[Doc-SIG] docstring grammar

Edward Welbourne Edward Welbourne <eddyw@lsl.co.uk>
Tue, 30 Nov 1999 14:35:21 +0000


> Thus:
> * Any line starting with a word followed by a colon can be considered
> a keyword.  If you dont want this, just make sure its not the first
> word on the line.

Not happy.  A paragraph of text which precedes an example may be relied
upon to end in `for example:', in which the last contiguous block of
non-space characters is of length 8; if I modify an earlier part of the
paragraph, I'm going to ask my authoring tool (python-mode.el) to
reformat the paragraph, without necessarily being aware of a gotcha
waiting for me at the paragraph's end; my margins will be within 72
characters of one another, giving a roughly 1 in 9 chance that
`example:' ends up being alone on the last line ... gotcha.

A cure for this would just be to do keyword-recognition case
sensitively, and Capitalise keywords; otherwise, we have to insist on
either a dedent or a blank line preceding any keyword.  Which offends
folk worse: case sensitivity or needing a dedent/vspace ?
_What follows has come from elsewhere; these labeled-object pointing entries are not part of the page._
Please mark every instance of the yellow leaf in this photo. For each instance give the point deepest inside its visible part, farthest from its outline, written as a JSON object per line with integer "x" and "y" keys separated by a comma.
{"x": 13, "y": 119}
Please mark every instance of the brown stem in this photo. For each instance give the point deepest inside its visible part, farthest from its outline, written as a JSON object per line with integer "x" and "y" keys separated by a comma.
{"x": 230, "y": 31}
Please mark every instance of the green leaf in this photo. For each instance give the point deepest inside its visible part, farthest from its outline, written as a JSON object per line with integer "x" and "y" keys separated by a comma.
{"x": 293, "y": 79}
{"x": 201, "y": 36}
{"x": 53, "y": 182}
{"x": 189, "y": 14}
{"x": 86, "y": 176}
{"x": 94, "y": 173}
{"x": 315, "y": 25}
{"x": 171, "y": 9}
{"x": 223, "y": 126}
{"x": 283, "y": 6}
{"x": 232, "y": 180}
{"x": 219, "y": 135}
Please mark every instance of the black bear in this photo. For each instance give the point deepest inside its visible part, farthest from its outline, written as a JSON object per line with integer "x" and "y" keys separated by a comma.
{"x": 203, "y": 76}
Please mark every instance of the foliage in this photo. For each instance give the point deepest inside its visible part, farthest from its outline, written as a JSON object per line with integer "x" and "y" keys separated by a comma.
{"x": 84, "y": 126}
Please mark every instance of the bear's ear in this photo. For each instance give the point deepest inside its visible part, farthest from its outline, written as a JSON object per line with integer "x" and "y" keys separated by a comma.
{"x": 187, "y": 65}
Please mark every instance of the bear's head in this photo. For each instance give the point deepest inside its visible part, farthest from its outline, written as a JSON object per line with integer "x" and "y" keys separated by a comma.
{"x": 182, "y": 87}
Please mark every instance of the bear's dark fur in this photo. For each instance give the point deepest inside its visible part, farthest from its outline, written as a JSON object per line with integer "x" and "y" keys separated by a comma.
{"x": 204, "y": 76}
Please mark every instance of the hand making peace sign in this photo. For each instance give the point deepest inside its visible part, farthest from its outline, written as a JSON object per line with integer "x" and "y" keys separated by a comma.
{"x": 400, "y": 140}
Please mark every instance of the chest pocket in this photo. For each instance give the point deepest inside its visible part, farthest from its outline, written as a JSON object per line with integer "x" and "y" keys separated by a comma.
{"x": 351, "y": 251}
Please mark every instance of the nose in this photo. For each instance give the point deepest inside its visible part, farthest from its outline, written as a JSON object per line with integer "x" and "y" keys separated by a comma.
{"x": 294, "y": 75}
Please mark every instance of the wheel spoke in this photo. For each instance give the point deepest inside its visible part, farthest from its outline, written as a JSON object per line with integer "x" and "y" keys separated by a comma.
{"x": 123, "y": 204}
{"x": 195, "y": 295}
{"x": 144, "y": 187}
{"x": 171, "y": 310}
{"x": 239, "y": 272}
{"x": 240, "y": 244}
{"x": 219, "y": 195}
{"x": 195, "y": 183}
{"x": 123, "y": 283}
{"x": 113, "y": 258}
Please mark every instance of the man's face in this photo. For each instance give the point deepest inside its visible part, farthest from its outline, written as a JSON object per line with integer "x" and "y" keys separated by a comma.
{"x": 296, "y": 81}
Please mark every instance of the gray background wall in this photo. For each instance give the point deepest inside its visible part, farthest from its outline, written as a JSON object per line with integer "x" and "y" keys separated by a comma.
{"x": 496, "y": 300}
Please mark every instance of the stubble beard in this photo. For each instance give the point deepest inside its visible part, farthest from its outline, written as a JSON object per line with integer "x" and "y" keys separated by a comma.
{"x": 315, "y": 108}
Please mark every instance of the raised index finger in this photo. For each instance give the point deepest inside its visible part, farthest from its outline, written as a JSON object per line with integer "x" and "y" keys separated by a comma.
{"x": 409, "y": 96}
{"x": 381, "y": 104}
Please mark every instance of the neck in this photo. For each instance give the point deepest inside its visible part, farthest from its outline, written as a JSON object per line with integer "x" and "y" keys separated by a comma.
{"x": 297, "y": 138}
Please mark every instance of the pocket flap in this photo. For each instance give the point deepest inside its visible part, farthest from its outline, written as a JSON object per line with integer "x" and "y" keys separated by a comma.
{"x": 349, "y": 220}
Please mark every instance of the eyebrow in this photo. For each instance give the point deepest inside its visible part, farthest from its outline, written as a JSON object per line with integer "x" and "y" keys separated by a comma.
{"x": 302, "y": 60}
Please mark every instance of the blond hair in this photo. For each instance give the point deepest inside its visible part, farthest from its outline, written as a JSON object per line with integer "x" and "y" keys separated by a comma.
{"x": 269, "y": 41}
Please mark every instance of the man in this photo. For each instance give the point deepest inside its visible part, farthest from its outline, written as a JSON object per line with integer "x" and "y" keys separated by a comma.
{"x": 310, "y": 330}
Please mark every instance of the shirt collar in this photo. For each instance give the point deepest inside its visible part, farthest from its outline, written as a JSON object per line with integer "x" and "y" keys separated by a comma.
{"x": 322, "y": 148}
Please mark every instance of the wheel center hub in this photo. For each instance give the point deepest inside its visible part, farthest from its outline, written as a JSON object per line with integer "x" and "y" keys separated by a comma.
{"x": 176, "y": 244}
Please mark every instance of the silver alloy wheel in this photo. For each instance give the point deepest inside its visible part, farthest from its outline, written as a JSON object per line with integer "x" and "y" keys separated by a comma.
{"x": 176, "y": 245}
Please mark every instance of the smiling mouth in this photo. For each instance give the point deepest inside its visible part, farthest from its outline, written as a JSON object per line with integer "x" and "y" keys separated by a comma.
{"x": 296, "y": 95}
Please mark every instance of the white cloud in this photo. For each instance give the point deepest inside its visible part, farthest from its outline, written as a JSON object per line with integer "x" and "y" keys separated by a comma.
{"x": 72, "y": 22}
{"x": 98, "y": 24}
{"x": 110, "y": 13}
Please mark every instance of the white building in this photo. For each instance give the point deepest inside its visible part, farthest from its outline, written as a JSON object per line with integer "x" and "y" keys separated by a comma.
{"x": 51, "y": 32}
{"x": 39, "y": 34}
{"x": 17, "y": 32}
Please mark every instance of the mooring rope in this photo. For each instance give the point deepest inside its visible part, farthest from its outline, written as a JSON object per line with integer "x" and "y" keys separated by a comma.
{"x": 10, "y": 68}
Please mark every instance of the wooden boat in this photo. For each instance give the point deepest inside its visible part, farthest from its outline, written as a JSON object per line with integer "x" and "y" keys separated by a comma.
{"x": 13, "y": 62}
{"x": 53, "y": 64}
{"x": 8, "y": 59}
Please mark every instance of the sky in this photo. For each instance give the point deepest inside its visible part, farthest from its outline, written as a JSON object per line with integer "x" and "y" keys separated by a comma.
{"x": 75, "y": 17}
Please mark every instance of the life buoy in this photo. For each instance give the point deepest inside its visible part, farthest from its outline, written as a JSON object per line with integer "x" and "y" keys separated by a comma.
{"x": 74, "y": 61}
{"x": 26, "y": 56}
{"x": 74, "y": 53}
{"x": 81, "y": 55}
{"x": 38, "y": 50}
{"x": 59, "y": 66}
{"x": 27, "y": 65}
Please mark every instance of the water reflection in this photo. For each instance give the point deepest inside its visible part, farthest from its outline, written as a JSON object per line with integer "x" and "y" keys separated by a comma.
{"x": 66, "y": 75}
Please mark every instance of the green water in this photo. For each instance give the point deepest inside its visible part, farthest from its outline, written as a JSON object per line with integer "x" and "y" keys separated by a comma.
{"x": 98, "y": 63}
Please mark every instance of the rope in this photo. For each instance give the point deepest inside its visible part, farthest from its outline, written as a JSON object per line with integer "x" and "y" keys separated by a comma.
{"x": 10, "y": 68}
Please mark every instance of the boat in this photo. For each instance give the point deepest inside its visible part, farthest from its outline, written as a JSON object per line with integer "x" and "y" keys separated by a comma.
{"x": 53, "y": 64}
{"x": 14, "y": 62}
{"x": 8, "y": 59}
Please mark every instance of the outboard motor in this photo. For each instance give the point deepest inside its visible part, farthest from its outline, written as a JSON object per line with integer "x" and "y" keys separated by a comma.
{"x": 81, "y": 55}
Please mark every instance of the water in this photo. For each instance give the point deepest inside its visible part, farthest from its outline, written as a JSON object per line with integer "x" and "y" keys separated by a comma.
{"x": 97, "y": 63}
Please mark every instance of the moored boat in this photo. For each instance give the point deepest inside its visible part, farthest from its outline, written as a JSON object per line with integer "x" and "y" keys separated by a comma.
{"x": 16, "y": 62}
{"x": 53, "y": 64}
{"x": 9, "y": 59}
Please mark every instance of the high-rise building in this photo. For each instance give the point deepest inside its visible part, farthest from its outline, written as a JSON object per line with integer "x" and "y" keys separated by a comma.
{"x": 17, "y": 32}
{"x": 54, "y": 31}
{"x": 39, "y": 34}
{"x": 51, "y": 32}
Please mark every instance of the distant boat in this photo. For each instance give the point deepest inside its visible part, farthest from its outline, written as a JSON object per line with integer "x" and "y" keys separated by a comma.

> * A star or dash starting a line can be considered a new list item.
> Again, if it is truly a hyphen or whatever else, just adjust your line
> wrap slightly so it is no longer the first word.

Alternatively, all lists use the same `item-introducer' character and
follow it with an optional character indicating what bullet to use.
Thus one might have (taking ~ as the introducer for the illustration)

  ~ outermost list, first item
  ~ outer second which may contain a subordinate
    ~ which is dedented so it can use the same introducer without
      confusion
    ~ and output formatters can chose different symbols
      in place of the star for successive nesting layers
    ~ by the way, should further lines line up with the text or the
      bullet ?  my reckoning is with the text ...
  ~ outer third, whose subordinate might want Roman numerals
    ~i so it indicates them thus
    ~i and can chose to leave the engine to sort out numbering
    ~iii but can effectively assert that one item (referred to
         elsewhere) has a particular number
    ~i without having to mention numbers for the rest
    ~i and of course 
       ~1 we can use the other numbering styles
       ~2 including alphabetic, upper or lower, using ~A or ~a.
       ~1 with use of first in series taken as `work out right number'
       ~7 but I think the tool should complain if you get later
          positions wrong: it's an assertion, and it indicates that this
          item is going to be referred to from other text as item 7 - I
          need to be told I got it wrong !  Obviously I've deleted a few
          items before this one without realising what's happening below ...
  ~ outer fourth
    ~o must the bullets in a given list all match ?
       ~. should stand for mid-dot, and star is likewise easy using *
    ~o I think so, anyway
      ~- dash is obvious and now unambiguous, as are + and =
    ~o mind you, o requires care: if it's the first item in a list, that
       list is going to use o as its bullet; but if it appears in a list
       which began with a ~a then we have to read it as item fifteen.
      ~ and if we're insisting on all items in a list having the same
        bullet, does it make sense to allow items after the first to
        just use an unadorned star meaning re-use of first item's
        symbol, thus saving us lots of editing when we want to change
        the symbol in use by a list, or shuffle an item from a sub-list
        out into its parent list (or etc.)
      ~ of course, ~ needn't be the bullet-introducer, we could use
        pretty much any punctuator as long as it doesn't obviously
        clash; candidate egs: #, @, $, %, &, * and even |
  ~ outer fifth
    ~ as for descriptive lists, I'd go with the old gendoc form, which

      uses double dash -- which just feels so natural, but

      needs vspace -- to separate items, given that -- might be used
      within an item on a later-than-first line.  I can live with this.

> Other random thoughts:
> * The [blah] notation is good, but needs to be well defined.  eg,
> "[module.function]" when used in the context of a package should use
> the same "module scoping" that Python itself uses.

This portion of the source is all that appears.